03.09.2013, 17:27 Uhr

Dass die FDP es von einer ehemals liberalen Partei längst zur Partei der Doktrin der freien Marktwirtschaft gebracht hat, zu deren Zerberus Sie sich immer gerne wieder aufschwingt, auch egal.

Dass die FDP fleißig daran arbeitet, sich ihren Platz an den Fleischtöpfen zu sichern, auch egal.

Dass Herr Brüderle samt seinen Blockpfeifen in allen von der FDP erreichbaren Ministerien für Remmidemmi sorgt: das macht auch jeder Kläffer.

Sowas aber für liberale Politik verkaufen zu wollen: das kann man nur noch Etikettenschwindel nennen.

Beobachter

03.09.2013, 17:27 Uhr

Der Gipfel der Inhaltslosigkeit in der Wahlkampfberichterstattung ist, wenn sich ein Wortspiel derart verselbständigt, dass ein Pannenvergleich zwischen Fiat Punto und dem Kanzlerkandidaten der SPD beim ADAC abgefragt wird statt dem Vergleich nachzugehen.

Das ist wirklich nur noch albern, weder besonders originell, noch überhaupt politisch (es ist genau genommen: apolitisch) noch trägt es zur politischen Aufklärung bei.

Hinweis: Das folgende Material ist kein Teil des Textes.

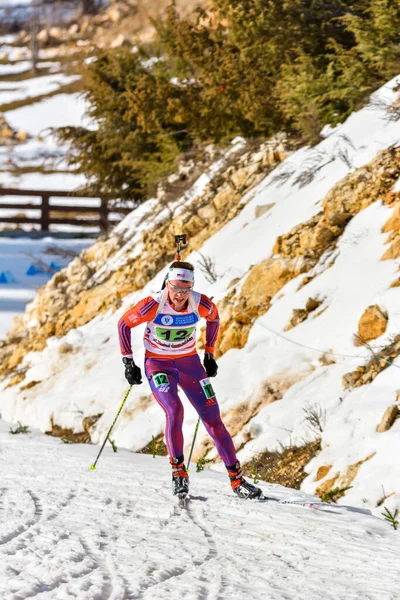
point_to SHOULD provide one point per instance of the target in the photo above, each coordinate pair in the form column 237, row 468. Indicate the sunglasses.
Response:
column 180, row 290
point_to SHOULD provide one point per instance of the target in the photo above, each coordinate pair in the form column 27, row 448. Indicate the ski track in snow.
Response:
column 118, row 534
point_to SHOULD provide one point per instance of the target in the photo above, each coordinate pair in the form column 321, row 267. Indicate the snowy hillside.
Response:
column 304, row 361
column 117, row 533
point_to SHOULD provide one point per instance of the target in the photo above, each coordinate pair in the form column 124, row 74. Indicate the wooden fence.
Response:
column 92, row 216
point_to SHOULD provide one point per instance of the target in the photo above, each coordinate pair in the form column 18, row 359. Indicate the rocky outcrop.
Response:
column 299, row 250
column 10, row 136
column 90, row 285
column 301, row 314
column 390, row 415
column 334, row 488
column 367, row 373
column 372, row 324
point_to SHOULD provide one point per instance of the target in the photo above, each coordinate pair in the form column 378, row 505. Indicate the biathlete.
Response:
column 171, row 360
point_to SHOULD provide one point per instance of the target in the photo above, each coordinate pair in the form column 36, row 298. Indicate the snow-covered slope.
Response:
column 355, row 279
column 116, row 533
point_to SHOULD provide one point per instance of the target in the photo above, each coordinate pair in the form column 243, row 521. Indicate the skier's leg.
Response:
column 194, row 382
column 197, row 387
column 162, row 377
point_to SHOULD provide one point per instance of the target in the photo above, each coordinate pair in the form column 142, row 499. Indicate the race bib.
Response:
column 207, row 388
column 173, row 335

Klar, es ist ein Beitrag der Redaktion zur Banalisierung der Beiträge der FDP im Wahlkampf, um nur ja keine Gelegenheit auszulassen, im Bekennerfieber zu zeigen, wo die Redaktion politisch steht.

apt3844

03.09.2013, 17:46 Uhr

Nunja , es tut gut ,festzustellen, daß es unter den Lesern auch viel Kompetenz gibt. So eine Pfeife wie Brüderle müßte zunächst richtig Deutsch sprechen können.
Es ist unter aller Sau was er da zusammenschwafelt.
Seine Tiraden, soweit man versteht was er babbelt, sind
höchstens für einen Stammtisch ausreichend.